Expressed limitations for Apple's iPhone Software Development Kit -- including the inability to run third-party applications in the background, inability to access the calendar, telephony and other functions and most importantly lack of access to specific frameworks that are used by "jailbreak" applications and Apple's own applications -- are artificially imposed and can be circumvented, iPhone Atlas has learned.

Official third-party applications run in a sandbox that limits their access to system components and places restrictions on background operation. They make use of a set of APIs overlaid upon the underlying APIs, which have been hidden from access via the official SDK tools but can still be accessed by applications built with unofficial toolchains; this includes many of the "jailbreak" applications currently in circulation.

This means that applications operating outside the bounds of Apple's restrictions will, in theory and initial testing, be able to run on the forthcoming, SDK-compliant iPhone OS (dubbed version 2.0 by Apple but distributed as 1.2).
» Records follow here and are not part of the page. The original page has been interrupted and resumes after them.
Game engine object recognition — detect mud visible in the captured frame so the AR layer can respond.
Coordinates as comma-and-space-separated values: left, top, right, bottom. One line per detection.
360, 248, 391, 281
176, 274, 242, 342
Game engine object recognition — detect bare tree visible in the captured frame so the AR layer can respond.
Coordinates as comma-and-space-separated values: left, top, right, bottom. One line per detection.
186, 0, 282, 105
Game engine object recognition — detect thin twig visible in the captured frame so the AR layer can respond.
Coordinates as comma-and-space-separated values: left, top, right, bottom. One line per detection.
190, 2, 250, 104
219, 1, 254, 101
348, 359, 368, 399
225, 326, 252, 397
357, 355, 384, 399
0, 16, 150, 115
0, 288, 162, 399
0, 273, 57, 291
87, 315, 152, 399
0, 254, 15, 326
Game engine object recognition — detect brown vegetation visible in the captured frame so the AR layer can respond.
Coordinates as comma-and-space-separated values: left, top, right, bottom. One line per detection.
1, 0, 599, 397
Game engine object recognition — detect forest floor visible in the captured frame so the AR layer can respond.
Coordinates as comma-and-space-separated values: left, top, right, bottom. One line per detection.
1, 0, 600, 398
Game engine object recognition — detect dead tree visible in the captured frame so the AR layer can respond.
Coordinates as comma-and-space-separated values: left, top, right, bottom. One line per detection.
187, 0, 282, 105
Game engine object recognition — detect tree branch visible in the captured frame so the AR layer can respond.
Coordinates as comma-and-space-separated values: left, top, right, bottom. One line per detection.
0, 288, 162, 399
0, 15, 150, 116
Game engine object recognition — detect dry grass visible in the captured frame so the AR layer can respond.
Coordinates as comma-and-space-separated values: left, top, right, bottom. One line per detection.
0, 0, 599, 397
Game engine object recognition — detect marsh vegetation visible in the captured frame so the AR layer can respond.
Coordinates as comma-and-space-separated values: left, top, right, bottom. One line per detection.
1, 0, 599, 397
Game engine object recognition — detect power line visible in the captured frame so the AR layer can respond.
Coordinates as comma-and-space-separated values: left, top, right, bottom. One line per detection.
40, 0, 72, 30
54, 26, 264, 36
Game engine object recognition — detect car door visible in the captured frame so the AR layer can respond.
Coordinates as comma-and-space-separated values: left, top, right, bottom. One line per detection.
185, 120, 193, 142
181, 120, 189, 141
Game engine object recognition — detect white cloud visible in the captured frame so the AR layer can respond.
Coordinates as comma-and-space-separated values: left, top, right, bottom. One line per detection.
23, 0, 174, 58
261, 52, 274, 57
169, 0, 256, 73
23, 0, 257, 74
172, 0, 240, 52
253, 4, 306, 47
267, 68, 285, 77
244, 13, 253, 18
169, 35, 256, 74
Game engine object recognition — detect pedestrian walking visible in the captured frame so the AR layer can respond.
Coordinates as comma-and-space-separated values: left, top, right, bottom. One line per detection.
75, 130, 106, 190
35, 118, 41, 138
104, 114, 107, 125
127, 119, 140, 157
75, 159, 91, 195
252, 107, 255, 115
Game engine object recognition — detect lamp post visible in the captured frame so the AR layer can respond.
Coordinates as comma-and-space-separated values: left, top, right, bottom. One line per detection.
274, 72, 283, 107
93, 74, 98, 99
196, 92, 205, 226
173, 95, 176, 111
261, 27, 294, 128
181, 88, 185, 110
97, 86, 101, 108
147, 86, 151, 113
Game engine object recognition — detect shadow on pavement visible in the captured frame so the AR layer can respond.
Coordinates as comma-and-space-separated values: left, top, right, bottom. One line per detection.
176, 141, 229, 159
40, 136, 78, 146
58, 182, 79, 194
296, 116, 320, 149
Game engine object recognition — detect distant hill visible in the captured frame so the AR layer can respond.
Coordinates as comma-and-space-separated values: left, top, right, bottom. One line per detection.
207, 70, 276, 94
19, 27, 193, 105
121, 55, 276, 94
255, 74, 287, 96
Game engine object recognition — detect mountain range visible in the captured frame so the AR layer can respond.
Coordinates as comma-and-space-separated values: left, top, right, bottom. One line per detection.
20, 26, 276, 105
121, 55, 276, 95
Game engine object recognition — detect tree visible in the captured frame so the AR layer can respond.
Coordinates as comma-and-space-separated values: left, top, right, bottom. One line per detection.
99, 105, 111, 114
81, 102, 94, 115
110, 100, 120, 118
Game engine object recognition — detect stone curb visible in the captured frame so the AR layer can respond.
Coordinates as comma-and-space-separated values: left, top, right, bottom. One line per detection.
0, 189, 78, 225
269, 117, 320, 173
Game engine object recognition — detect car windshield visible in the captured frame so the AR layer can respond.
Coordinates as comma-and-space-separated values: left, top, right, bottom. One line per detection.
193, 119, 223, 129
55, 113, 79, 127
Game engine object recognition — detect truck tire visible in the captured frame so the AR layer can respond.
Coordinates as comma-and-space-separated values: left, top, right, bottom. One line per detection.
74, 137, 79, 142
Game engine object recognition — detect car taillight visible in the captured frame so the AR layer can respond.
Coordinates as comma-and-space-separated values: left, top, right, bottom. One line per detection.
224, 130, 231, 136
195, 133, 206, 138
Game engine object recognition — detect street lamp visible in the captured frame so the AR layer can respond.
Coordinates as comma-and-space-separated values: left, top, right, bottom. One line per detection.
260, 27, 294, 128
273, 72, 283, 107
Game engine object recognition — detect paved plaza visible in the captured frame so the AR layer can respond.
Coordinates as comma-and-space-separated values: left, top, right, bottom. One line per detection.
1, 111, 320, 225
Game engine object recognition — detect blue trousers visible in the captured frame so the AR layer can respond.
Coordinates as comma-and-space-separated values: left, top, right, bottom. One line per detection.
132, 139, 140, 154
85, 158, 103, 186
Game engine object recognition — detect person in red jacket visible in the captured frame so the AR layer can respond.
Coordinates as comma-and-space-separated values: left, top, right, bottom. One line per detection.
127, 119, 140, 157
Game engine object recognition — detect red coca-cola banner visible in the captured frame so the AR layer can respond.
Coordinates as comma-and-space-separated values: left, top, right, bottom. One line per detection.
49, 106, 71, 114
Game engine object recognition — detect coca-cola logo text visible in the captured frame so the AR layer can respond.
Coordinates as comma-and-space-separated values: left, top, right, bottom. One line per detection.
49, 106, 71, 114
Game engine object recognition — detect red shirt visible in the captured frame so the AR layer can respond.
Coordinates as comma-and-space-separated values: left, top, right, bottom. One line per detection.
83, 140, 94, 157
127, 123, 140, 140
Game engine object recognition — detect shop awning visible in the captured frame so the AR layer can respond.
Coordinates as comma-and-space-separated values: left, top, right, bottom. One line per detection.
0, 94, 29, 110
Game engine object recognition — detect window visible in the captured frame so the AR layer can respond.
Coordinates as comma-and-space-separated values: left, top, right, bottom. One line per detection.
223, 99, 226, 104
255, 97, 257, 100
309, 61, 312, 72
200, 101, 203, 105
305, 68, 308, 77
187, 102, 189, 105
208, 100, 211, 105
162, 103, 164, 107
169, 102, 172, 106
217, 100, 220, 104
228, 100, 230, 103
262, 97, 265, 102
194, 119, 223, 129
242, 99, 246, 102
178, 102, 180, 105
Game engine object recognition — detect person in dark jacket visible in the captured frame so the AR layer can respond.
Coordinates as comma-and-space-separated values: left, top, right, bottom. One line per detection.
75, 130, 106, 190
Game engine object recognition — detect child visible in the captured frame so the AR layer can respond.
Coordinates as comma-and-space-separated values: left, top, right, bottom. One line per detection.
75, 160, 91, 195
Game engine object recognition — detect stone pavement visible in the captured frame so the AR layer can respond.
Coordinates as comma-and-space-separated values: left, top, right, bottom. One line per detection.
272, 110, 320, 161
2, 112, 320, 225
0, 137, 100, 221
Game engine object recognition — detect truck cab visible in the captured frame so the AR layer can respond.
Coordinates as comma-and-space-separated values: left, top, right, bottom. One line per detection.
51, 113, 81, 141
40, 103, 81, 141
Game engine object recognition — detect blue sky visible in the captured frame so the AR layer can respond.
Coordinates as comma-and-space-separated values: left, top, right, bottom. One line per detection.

Despite Apple's insistence that the SDK available to third-party developers consists of the same tools the company uses in-house, Apple's own applications can do things that can only be accomplished today with the open toolchain APIs (the unofficial SDK). Some developers hope that with a successful jailbreak -- allowing full read/write access -- of iPhone OS 2.0 (or 1.2), applications that are allow unfettered access to iPhone system components can be offered.

In fact, developers have already been successful in building current unofficial iPhone applications that clearly violate Apple's restrictions -- including a popular NES emulator -- that run under Aspen (iPhone OS 1.2 ) without any code changes.

Jonathan Zdziarski, author of the NES emulator, told us:

"I have just finished building NES.app (my Nintendo emulator) for Aspen, which is one of the more complex iPhone applications, and managed to do so without making any code changes whatsoever. The lower-level APIs, which are largely used by Apple's own preloaded applications, are all just as accessible to jailbroken iPhones as they were with 1.0 and 1.1."

In other words, iPhone applications written with the unofficial development environment can function fully under coming, SDK-compliant OS revisions.